Black başını çevirdi ve mahzendeki son şarap şişesine kadar
tamamen yıkılmış olan devasa malikâneye baktı.
Rienne'in kaybolmasının üzerinden bir buçuk günden fazla
zaman geçmişti.
Ve bu süre içinde Tiwakan yorulmak bilmeden birinin onu
saklamış olabileceği her yeri aramıştı.
İlk saldırdıkları yer tapınak olmuştu.
Kleinfelderlar'ın sorumlu olduğunu bilmek için düşünmesine
bile gerek yoktu, bu yüzden onu malikanelerine götürmeyecekleri sonucuna
varmıştı.
Şafakta, savunmasız tapınak temizlenmiş, her köşesinde
Rienne'in ya da Kleinfelderlar'ın ajanı olarak bilinen hizmetçinin varlığı
aranmış ve kontrol edilmişti. Ve Tapınağı şiddetle dağıtırlarken, merdivenlerin
onarılan kısmı yine tamamen yok edilmişti.
Bir de Rosadel malikanesi vardı.
Linden Kleinfelder'ı, Ellaroiden ile birlikte zindanda
ziyaret eden kişi Rosadel ailesinin reisiydi. Eğer bu işte parmağı olabilecek
Kleinfelderlarla ilgili herhangi birinin kökünü kazımak istiyorsa, bir sonraki
mantıklı adım buydu.
Paralı askerler Rosadel malikânesine doğru ilerlerken, bir
şekilde askerleri onların geldiğini biliyordu. Rosadel askerleri karınca gibi
yolu kesmek için koşuyor, Risebury hakkında bir şeyler bağırıyorlardı ama onun
umurunda değildi.
İşte o zaman Black güldü.
Alaycı bir kahkahaydı, herkesin duyabileceği kadar yüksek
değildi ama bu kadar az sayıyla onu durdurabileceklerini düşünmelerinin ne
kadar gülünç ve aptalca olduğuna gerçekten gülüyordu.

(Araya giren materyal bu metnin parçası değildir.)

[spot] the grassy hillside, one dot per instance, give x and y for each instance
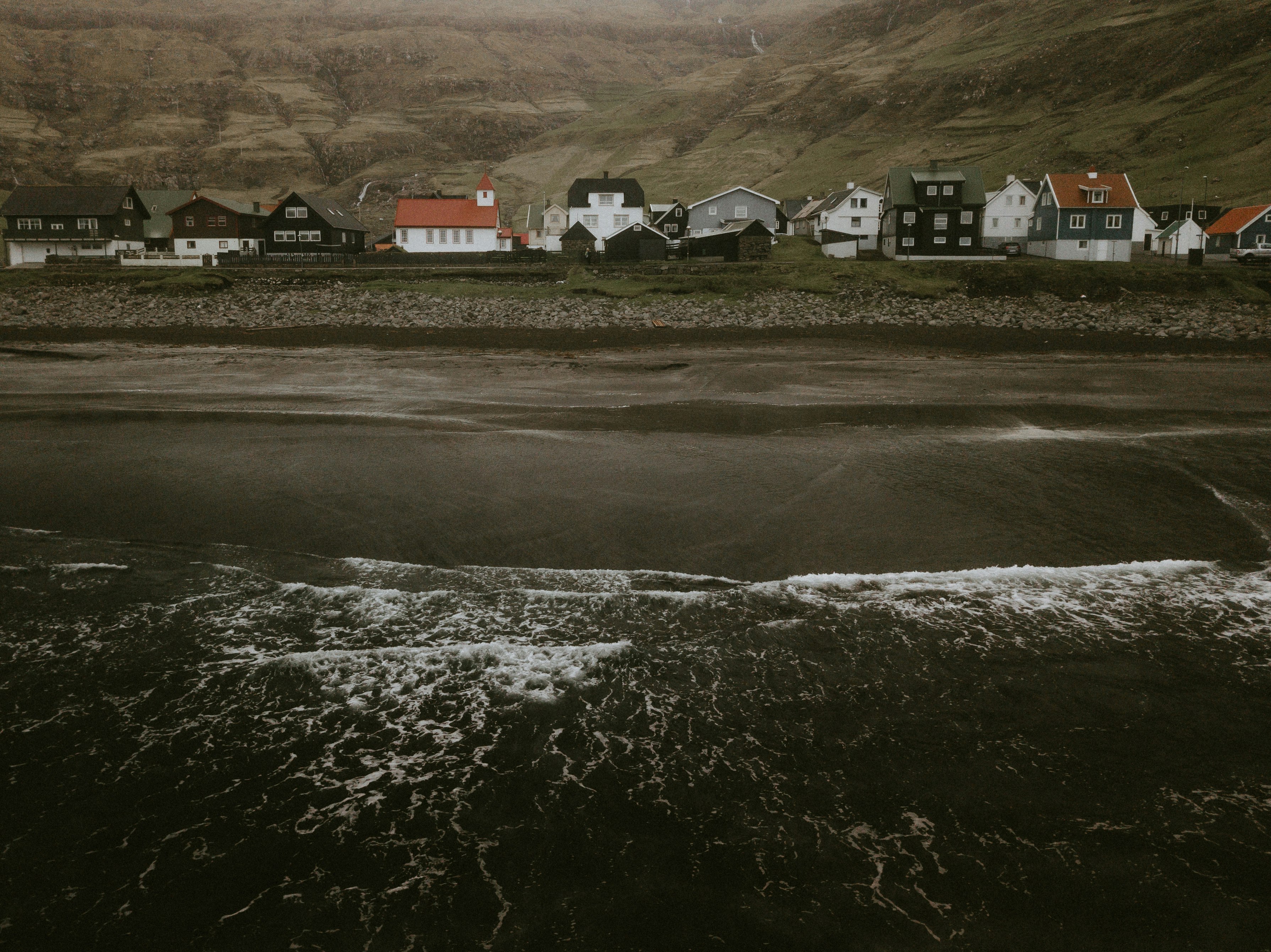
(794, 97)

'Tiwakan' isminin ne anlama geldiğini hâlâ anlamamışlardı.
Tiwakan'ın liderinin neden Savaş Tanrısı'nın gayrimeşru oğlu
olduğu söylentisi üzerine çok fazla düşünmedikleri açıktı.
(Black)
-"Yolumdan çekil."
Bu sözlerle birlikte Black kılıcını çekmişti.

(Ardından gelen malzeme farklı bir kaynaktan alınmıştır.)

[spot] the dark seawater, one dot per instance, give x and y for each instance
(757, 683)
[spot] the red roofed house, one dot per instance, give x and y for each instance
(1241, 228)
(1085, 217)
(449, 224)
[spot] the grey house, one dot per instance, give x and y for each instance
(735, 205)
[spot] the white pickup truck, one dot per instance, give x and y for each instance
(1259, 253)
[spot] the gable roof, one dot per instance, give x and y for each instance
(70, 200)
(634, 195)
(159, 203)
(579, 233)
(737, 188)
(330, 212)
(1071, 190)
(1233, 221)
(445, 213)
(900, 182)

Phermos içini çekerek diğer paralı askerlere geri
dönmelerini emretti.
(Phermos)-"Bunu yalnız mı yapacaksınız?
Pekâlâ. Biz burada bekleyeceğiz ama çok fazla çaba sarf etmeyin. Bu insanlar
buna değmez."
Hayal kırıklığına uğrayan paralı askerlerin geri kalanı
kılıçlarını sakladı.
Rosadel ailesi tarafından onları durdurmak için gönderilen
toplam on altı asker vardı. Sadece silahlarını nasıl tuttuklarına bakarak
beceri seviyelerini kolayca söyleyebilirdi. Black'in gözünde bu on altı adam
çaresiz çocuklar gibiydi.
(Asker)-"GAH...!"
Ve onları tamamen yok etmesi için geçen süre bir anda sona ermişti.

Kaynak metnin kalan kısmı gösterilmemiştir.